🤖 AI Summary
Prior work lacks systematic evaluation of large language models’ (LLMs) capability to detect social biases—particularly across multiple demographic groups, diverse content types (e.g., hate speech, stereotypes), and intersectional bias configurations. Method: We introduce the first multi-label bias detection benchmark for English text, grounded in a fine-grained demographic taxonomy and spanning 12 heterogeneous datasets, multiple content categories, and cross-cutting demographic axes (e.g., gender × race). We conduct comprehensive benchmarking across LLMs of varying scales and architectures using prompt engineering, in-context learning, and supervised fine-tuning. Contribution/Results: Fine-tuned smaller models outperform larger ones in scalability and generalization; however, all models exhibit substantial performance gaps in detecting intersectional biases.
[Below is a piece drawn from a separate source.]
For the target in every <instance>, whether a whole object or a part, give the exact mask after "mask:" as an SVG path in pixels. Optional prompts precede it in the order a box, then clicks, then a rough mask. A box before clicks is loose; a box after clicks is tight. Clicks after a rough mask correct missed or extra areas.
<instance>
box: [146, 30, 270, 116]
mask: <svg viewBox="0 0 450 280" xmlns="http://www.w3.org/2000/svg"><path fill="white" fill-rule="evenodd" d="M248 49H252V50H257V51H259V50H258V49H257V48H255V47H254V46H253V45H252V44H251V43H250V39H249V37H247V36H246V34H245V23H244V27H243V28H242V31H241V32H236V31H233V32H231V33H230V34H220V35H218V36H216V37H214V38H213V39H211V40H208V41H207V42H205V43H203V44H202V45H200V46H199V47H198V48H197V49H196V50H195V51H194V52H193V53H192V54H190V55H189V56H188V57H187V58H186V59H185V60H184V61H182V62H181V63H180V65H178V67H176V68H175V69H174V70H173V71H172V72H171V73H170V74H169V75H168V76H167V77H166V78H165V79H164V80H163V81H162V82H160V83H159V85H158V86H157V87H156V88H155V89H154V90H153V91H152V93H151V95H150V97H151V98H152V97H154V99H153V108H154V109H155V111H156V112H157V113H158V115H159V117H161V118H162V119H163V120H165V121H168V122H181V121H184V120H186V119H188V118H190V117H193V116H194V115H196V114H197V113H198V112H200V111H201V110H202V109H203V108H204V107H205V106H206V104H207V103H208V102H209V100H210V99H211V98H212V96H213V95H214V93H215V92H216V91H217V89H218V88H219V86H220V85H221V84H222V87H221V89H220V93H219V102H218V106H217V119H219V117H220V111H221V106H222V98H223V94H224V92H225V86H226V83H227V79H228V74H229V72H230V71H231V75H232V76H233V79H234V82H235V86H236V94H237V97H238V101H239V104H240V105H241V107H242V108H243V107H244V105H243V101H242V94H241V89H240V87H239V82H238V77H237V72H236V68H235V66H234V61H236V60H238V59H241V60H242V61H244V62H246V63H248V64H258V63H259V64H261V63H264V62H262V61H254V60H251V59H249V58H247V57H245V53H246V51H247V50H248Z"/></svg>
This work establishes a standardized evaluation paradigm and delivers critical empirical insights for bias detection research.
📝 Abstract
Large-scale web-scraped text corpora used to train general-purpose AI models often contain harmful demographic-targeted social biases, creating a regulatory need for data auditing and developing scalable bias-detection methods. Although prior work has investigated biases in text datasets and related detection methods, these studies remain narrow in scope. They typically focus on a single content type (e.g., hate speech), cover limited demographic axes, overlook biases affecting multiple demographics simultaneously, and analyze limited techniques. Consequently, practitioners lack a holistic understanding of the strengths and limitations of recent large language models (LLMs) for automated bias detection. In this study, we present a comprehensive evaluation framework aimed at English texts to assess the ability of LLMs in detecting demographic-targeted social biases. To align with regulatory requirements, we frame bias detection as a multi-label task using a demographic-focused taxonomy. We then conduct a systematic evaluation with models across scales and techniques, including prompting, in-context learning, and fine-tuning. Using twelve datasets spanning diverse content types and demographics, our study demonstrates the promise of fine-tuned smaller models for scalable detection. However, our analyses also expose persistent gaps across demographic axes and multi-demographic targeted biases, underscoring the need for more effective and scalable auditing frameworks.